Kyle Taylor, Executive Director of Fair Vote, has recently written an article for the Byline Times - reflecting on why we are good at calculating the economic consequences of war but far less adept at counting the human cost.
With recent rising tensions between the United States, Israel and Iran, global attention has focused largely on markets — oil prices, supply chains and economic stability. Kyle’s article challenges this framing, arguing that while these concerns are valid, they obscure the central reality of war: its human cost.
The strategic importance of the Strait of Hormuz and warnings from institutions such as the International Monetary Fund explain the emphasis on economic risk. However, these are consequences, not causes. War is experienced through loss, displacement and destruction. With over 110 million people forcibly displaced, according to the United Nations High Commissioner for Refugees, the human impact is both immediate and profound.

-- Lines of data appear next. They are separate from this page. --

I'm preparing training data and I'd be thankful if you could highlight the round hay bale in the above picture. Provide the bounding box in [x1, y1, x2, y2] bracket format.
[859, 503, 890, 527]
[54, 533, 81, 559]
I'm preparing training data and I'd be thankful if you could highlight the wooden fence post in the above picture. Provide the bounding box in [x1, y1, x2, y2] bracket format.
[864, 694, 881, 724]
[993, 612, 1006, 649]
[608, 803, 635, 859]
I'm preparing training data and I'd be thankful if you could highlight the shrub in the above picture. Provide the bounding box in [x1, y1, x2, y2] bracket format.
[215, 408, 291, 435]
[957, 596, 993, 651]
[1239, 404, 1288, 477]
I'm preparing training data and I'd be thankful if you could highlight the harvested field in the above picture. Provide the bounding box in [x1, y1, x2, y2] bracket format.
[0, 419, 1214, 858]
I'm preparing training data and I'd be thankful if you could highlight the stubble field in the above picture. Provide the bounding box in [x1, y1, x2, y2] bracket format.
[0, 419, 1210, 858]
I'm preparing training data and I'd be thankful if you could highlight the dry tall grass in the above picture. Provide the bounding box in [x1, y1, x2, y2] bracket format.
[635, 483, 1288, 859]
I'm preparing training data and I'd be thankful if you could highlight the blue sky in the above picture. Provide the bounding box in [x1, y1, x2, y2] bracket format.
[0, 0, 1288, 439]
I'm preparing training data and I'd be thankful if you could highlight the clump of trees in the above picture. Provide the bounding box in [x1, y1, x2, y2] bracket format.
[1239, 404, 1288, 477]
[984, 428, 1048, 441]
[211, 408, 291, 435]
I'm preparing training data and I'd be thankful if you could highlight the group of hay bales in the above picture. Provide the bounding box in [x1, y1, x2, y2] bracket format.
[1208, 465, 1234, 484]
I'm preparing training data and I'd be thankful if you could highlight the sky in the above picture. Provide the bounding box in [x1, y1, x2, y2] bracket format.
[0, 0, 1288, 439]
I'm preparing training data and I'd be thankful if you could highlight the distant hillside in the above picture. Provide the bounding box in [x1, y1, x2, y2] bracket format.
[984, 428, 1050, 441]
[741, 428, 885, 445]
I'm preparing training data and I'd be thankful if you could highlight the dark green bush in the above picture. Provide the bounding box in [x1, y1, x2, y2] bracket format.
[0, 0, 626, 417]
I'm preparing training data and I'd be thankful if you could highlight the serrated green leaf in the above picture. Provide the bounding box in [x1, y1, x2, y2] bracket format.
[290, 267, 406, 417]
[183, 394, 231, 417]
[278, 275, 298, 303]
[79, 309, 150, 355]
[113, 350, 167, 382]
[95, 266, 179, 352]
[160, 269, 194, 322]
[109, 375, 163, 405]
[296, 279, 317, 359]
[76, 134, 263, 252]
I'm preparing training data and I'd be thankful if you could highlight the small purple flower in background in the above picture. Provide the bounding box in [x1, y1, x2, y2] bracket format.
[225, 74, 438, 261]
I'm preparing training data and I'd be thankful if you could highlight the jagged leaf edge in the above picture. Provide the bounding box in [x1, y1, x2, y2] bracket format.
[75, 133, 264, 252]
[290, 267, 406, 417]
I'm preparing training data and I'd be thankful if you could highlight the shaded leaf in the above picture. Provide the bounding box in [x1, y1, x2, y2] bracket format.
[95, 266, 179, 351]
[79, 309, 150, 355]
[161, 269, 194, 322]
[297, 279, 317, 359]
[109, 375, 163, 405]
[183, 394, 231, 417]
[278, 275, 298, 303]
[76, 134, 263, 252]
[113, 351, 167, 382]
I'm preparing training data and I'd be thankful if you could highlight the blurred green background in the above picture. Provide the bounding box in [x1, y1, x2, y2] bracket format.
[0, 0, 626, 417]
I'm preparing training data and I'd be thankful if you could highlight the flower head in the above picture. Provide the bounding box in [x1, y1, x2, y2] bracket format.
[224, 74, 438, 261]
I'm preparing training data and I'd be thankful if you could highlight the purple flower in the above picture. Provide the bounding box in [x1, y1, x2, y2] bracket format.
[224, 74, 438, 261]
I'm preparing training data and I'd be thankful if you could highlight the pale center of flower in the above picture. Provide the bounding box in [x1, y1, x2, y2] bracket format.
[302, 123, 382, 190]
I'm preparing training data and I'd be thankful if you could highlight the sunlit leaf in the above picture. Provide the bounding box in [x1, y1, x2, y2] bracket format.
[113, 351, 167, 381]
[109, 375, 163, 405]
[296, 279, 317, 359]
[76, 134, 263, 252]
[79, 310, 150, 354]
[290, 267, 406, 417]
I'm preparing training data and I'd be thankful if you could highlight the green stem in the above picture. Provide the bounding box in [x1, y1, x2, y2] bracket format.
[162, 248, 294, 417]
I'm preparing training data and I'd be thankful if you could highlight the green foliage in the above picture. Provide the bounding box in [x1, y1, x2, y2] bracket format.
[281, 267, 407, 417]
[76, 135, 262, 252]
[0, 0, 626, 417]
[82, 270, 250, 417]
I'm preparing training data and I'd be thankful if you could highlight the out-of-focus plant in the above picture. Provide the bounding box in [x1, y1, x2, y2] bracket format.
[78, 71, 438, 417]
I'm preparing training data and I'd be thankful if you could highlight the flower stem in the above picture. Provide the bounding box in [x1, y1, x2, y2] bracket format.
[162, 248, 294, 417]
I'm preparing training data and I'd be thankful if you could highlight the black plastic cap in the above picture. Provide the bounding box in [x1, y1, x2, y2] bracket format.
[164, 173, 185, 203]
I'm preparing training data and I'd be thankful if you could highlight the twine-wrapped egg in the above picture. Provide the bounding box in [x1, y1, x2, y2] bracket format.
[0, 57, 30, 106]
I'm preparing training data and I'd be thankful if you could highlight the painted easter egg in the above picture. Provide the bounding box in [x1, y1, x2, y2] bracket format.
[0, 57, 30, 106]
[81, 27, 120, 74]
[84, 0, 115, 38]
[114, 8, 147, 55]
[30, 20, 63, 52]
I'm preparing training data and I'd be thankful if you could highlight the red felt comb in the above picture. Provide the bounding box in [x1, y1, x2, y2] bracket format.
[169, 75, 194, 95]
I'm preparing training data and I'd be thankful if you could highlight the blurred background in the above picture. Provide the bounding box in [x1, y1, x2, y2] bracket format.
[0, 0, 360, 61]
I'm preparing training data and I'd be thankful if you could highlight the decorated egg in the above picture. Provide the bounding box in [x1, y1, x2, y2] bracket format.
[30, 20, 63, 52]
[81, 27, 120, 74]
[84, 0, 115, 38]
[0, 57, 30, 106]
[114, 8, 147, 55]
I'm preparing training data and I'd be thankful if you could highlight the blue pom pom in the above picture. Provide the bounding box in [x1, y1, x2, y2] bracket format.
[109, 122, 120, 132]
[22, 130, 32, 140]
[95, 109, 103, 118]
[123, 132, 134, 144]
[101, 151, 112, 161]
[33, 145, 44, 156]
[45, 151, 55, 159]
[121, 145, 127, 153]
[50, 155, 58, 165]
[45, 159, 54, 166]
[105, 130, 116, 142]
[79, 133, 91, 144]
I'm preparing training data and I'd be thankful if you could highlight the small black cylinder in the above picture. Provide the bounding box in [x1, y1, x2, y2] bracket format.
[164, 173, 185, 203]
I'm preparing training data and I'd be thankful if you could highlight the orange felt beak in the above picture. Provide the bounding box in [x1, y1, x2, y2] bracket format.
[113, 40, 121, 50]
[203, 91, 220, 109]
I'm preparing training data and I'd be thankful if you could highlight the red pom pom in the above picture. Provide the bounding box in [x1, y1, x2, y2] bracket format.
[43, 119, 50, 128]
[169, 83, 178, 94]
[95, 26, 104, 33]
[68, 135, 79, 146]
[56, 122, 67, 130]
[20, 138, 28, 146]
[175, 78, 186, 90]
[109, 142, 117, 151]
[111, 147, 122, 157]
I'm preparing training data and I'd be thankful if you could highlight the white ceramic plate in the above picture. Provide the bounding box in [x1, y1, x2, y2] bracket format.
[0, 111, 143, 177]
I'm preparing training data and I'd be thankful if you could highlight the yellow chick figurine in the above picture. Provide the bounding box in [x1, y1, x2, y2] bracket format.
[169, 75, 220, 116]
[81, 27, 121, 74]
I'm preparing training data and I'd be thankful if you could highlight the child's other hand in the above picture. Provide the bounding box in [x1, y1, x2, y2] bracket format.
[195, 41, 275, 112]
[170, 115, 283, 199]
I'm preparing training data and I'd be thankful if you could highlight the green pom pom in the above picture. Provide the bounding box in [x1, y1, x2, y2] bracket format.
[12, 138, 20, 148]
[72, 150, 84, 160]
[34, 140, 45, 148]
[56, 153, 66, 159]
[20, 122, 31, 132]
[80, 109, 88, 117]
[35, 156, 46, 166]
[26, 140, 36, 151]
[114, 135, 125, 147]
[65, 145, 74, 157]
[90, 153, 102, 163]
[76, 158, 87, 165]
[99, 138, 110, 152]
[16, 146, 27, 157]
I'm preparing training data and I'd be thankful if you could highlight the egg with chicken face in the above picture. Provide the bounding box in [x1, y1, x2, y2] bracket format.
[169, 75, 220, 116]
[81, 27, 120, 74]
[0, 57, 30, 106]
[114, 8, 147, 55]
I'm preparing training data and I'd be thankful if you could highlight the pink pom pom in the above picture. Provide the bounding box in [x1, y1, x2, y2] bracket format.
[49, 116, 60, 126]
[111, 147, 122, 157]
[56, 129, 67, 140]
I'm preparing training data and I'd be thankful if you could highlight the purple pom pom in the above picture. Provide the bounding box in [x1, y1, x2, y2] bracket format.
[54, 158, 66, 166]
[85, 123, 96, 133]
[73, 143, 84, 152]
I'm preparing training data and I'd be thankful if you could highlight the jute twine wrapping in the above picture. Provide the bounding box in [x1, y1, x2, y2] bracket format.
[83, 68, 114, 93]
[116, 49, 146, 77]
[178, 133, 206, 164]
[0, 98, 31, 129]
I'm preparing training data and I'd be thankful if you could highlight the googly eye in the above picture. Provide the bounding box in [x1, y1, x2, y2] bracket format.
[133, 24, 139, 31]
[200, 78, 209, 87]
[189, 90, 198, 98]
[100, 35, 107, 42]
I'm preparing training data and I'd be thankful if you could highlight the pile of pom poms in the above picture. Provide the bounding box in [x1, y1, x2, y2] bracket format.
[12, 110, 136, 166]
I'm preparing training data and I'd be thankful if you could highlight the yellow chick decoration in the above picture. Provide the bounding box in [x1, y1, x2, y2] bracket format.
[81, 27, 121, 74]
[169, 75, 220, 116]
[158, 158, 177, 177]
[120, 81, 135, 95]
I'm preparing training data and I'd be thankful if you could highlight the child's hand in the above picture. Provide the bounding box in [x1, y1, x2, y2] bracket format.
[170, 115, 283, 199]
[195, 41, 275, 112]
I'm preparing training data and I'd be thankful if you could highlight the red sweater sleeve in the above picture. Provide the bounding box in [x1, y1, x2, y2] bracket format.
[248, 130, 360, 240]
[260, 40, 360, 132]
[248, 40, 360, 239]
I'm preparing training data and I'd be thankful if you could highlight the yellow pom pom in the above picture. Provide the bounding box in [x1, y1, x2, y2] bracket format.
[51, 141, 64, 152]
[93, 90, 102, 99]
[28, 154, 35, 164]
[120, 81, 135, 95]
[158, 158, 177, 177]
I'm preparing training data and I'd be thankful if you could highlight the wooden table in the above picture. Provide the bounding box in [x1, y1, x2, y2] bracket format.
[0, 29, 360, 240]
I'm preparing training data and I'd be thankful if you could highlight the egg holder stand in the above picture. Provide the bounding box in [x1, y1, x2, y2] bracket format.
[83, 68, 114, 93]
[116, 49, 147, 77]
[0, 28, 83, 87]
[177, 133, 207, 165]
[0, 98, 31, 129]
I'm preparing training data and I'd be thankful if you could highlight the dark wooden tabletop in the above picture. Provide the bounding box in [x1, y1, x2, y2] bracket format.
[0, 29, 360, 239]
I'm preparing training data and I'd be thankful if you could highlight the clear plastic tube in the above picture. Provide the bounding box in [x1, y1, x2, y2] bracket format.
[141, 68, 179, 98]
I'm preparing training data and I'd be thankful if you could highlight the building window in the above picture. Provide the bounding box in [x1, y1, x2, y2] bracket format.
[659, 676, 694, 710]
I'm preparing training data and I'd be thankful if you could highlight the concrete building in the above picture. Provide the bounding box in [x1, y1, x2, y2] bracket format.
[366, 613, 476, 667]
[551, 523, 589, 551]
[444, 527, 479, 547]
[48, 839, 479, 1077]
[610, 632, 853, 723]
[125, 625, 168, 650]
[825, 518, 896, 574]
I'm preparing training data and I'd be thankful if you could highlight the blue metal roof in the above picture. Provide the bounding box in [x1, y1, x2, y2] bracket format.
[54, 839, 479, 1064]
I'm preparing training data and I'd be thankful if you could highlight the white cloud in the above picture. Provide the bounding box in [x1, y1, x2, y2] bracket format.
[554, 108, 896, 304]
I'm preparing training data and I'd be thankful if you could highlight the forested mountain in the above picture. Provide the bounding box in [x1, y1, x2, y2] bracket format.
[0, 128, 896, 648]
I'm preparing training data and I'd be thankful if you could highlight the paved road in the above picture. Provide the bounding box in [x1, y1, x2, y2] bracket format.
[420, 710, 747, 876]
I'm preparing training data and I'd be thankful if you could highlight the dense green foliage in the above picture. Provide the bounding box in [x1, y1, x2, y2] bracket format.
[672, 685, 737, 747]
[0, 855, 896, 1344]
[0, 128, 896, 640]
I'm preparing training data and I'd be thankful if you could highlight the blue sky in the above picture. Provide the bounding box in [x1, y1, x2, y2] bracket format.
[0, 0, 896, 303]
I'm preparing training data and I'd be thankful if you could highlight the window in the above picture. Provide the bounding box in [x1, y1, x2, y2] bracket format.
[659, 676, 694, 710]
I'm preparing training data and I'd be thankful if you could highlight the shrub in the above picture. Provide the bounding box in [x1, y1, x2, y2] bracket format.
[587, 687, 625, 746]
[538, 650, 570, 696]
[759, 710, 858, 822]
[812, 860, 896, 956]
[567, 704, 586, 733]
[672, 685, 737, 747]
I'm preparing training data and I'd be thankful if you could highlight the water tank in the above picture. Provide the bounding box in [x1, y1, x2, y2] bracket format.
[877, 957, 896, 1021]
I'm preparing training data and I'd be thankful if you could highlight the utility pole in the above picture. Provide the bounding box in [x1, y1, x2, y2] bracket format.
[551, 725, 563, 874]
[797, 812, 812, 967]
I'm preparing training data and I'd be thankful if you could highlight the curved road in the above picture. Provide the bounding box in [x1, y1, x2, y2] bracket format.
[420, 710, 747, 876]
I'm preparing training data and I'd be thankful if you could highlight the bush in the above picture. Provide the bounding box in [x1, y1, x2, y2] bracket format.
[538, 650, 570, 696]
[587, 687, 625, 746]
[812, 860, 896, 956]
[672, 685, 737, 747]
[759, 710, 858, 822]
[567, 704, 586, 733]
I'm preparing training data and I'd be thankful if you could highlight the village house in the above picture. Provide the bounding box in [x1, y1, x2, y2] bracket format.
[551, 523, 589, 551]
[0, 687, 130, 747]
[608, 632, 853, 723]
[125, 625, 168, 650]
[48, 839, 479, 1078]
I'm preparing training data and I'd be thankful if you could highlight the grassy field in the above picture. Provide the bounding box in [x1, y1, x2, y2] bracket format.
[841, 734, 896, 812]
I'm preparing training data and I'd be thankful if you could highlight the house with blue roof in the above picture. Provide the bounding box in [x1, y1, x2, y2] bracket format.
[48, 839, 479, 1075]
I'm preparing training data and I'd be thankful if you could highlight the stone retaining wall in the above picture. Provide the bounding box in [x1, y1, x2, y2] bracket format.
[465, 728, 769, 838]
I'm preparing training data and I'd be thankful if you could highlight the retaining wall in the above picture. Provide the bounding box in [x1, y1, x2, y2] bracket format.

He argues that the imbalance in focus reflects a broader political shift. As global politics becomes more inward-looking and centered on national interest, crises are increasingly understood in terms of their impact on “us” rather than their human consequences more broadly. Political narratives, reinforced by figures such as Donald Trump and Nigel Farage, further entrench divisions that shape public empathy and perception.
Economic insecurity and rising inequality deepen this dynamic, often redirecting public frustration toward less powerful groups rather than structural causes. The result is a narrowing of perspective in which economic indicators feel immediate, while human suffering becomes distant.
Economic effects should be understood as secondary to the human realities that drive them. His article calls for a renewed focus on the lived consequences of conflict, and a recognition that the true cost of war is not measured in markets, but in human lives.